La lideresa de este colectivo, indicó que por el momento no se puede dar a conocer el nombre de la madre de la menor, que ha sido víctima de múltiples amenazas como consecuencia de las acciones legales emprendidas para que el ex funcionario cumpla con sus obligaciones.
Recordó Ana Laura Herrera, que las mujeres, niñas y adolescentes; tienen derecho a una vida digna y no es una concesión, sino n derecho humano fundamental, abundando que en México la ley reconoce que toda niña y niño tiene derecho a recibir alimentación, educación, salud, cuidados y protección integral, además de establecer con claridad la obligación de madres y padres a garantizar estas condiciones.
Apuntó que el pasado 22 de septiembre de 2025, Concha Arellano evitó presentarse a la prueba de ADN, bajo el argumento de estar enfermo, situación que fue desmentida un día después, cuando se le vio socializando en conocido bar de la colonia Reforma, lo que muestra su negativa a cumplir con la ley.
Recordó la también abogada que se han registrado múltiples irregularidades en el proceso judicial, ya que el expediente permaneció extraviado durante cuatro años, en el Juzgado Segundo de los Familiar, retardando con esto el acceso a la justicia para la menor y su madre.

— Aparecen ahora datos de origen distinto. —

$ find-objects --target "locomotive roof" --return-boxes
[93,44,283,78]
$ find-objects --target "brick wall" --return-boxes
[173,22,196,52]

Ana Laura también alertó sobre múltiples actos de intimidación en contra de la madre de la menor, así como el uso de diversos recursos para revertir a situación, alegando una supuesta vulneración a sus derechos, lo que resulta contradictorio frente a su historial de incumplimiento.
La dirigente del colectivo “Violencia por ser Mujer”, se dijo preocupada de que este no sea un caso aislado, sino un patrón que podría involucrar a otras hijas e hijos no reconocidos, por lo que hizo un llamado a las probables victimas a sumarse a la exigencia de justicia.
Finalmente Ana Laura Herrera, sentenció que ser deudor alimentario tiene consecuencias legales como la inscripción en registros públicos, embargo de bienes, retención de ingresos, limitación de trámites oficiales y en su caso sanciones penales. Además de que lamentó que de manera contradictoria dentro de su entono de poder se encuentre su hija Liz Concha, actualmente diputada local y que paradójicamente se asume como defensora de los derechos de las mujeres.